# 40 to 140 in under 4 ??



## arnie (Dec 30, 2010)

OK, I’m sorry, 
	

	
	
		
		



		
			






  but I’ve been discussing smoking a prime rib with someone I respect and I am questioning his procedure of smoking for 5 ½ hour at 180⁰ to get the meat to 125⁰.   He believes the meat is pasteurized.

???


----------



## rbranstner (Dec 30, 2010)

What size roast are we talking here? You are correct on the rule of thumb which to be safe you should go from 40 degrees to 140 degrees in a 4 hour window to ensure that there isn't bacteria growth in the meat. Now since you are talking about a whole cut of meat that generally can be adjusted a bit because the bacteria shouldn't penetrate the meat very far so the center doesn't need to reach 140 but if you stick a probe or any kind of object into the roast then you can introduce any bacteria that could have been on the outer part of the meat and now put it into the center of the meat and you would have to follow the 40-140 rule. At least that is how I understand it.

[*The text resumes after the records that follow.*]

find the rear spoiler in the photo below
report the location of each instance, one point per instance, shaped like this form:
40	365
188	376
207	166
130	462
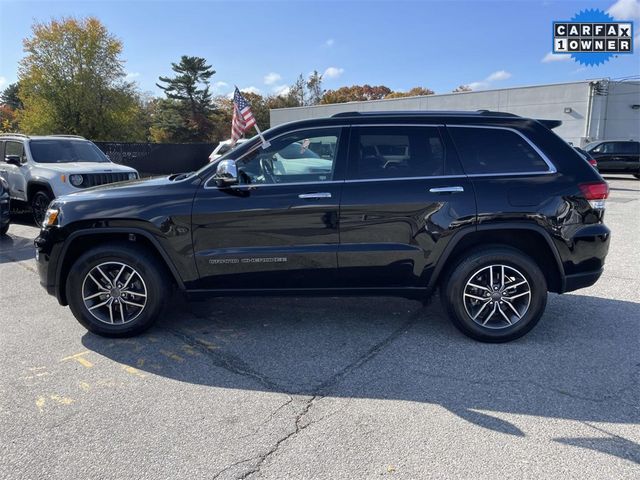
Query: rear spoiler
550	124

Hopefully someone will correct me if I am pointing you in the wrong direction.


----------



## rw willy (Dec 30, 2010)

Pasteurization occurs at high temps for a specific time then rapid cooling.  That is not happening with your friends process.

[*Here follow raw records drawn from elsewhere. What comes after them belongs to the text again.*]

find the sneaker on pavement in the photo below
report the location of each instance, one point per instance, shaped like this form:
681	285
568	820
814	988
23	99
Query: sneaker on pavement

That being said if he wants his beef @ 125 internal.  Why bother smoking it?  Just slice it and serve cold as Tartare?

My $.02


----------



## arnie (Dec 30, 2010)

rbranstner said:


> What size roast are we talking here? You are correct on the rule of thumb which to be safe you should go from 40 degrees to 140 degrees in a 4 hour window to ensure that there isn't bacteria growth in the meat. Now since you are talking about a whole cut of meat that generally can be adjusted a bit because the bacteria shouldn't penetrate the meat very far so the center doesn't need to reach 140 but if you stick a probe or any kind of object into the roast then you can introduce any bacteria that could have been on the outer part of the meat and now put it into the center of the meat and you would have to follow the 40-140 rule. At least that is how I understand it. Hopefully someone will correct me if I am pointing you in the wrong direction.


Not sure of the weight, but he said it was a 2 rib short end choice grade. I agree with what you've said, but I seem to remember reading somewhere in order to get the temperature of the outside 1/2" of the meat through the 140 in 4 hours it should be cooked at 200.

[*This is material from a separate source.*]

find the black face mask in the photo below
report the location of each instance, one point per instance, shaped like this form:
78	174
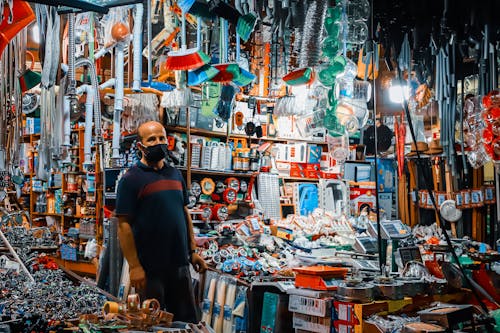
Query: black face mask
155	153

I think he is trying to tell me the "Danger Zone" (40°F - 140°F) is about the ambient room temp. With the smoker temp above 140°F there is not issue with how long the smoke takes. I cannot believe this is right, or am I all wrong?


RW Willy said:


> Pasteurization occurs at high temps for a specific time then rapid cooling.  That is not happening with your friends process.
> 
> That being said if he wants his beef @ 125 internal.  Why bother smoking it?  Just slice it and serve cold as Tartare?
> 
> My $.02


That's what I thought also.  

I’m unsure of the temperature needed for the pasteurization process, but I know it cannot be done at 180⁰


----------



## SmokinAl (Dec 30, 2010)

OK, now I have a question. Is it alright to eat beef at 120-125 degrees internal, which is how we like it. I guess if you go by the 40-140 rule as long as we eat it, from fridge to stomach in less than 4 hours were OK. Is that right?


----------



## pineywoods (Dec 30, 2010)

Actually the rule was changed to 41-135 in under 4 hours. There are lots of other rules that can apply like holding it at X temperature for X minutes. Most of the food safety stuff I see posted does say if following the intact muscle rule run your smoker at at least 200 degrees. The best one I know to ask these questions is Bbally if he doesn't post to this thread then I would suggest PMing him Bob is great about answering members questions.


----------



## mballi3011 (Dec 30, 2010)

Yea what Jerry said or what ever Bob says too.


----------



## scarbelly (Dec 30, 2010)

I like my PR very rare so I smoke it a 225 to an internal of 130 and let it coast in foil to 135 (if I can wait that long 
	

	
	
		
		



		
		
	


	





)

All the recipes I see are for 200+ on the temps


----------



## deannc (Dec 30, 2010)

I've always been confused as to where in the USDA fact sheets does it reference the 4 hour rule.  I've always only been able to find the "Danger Zone" fact sheet.

The Smoking Meat and Poultry fact sheet states the air temperature in the smoker or grill to be sure the heat stays between 225 and 300 °F throughout the cooking process. 

The last referenced fact sheet also states the following are safe internal temps;

Smoke food to a safe minimum internal temperature.

Beef, veal, and lamb steaks, roasts, and chops may be cooked to 145 °F.
All cuts of pork to 160 °F.
Ground beef, veal and lamb to 160 °F.
All poultry should reach a safe minimum internal temperature of 165 °F.
And of course we all know these are guidelines, but I wish I could find in the food safety guidelines the information on the 4 hour rule for my reference in future conversations with folks.  I've mentioned this in a couple recent offline conversations and a couple folks thought I was crazy and I'd love to be able to print something out to rub in their face!! LOL


----------



## forluvofsmoke (Dec 30, 2010)

The 4-hr guideline is for *(EDIT: non-intact) **whole muscle meats* only, and any meats which do not meet the description of a whole muscle meat should be treated as such.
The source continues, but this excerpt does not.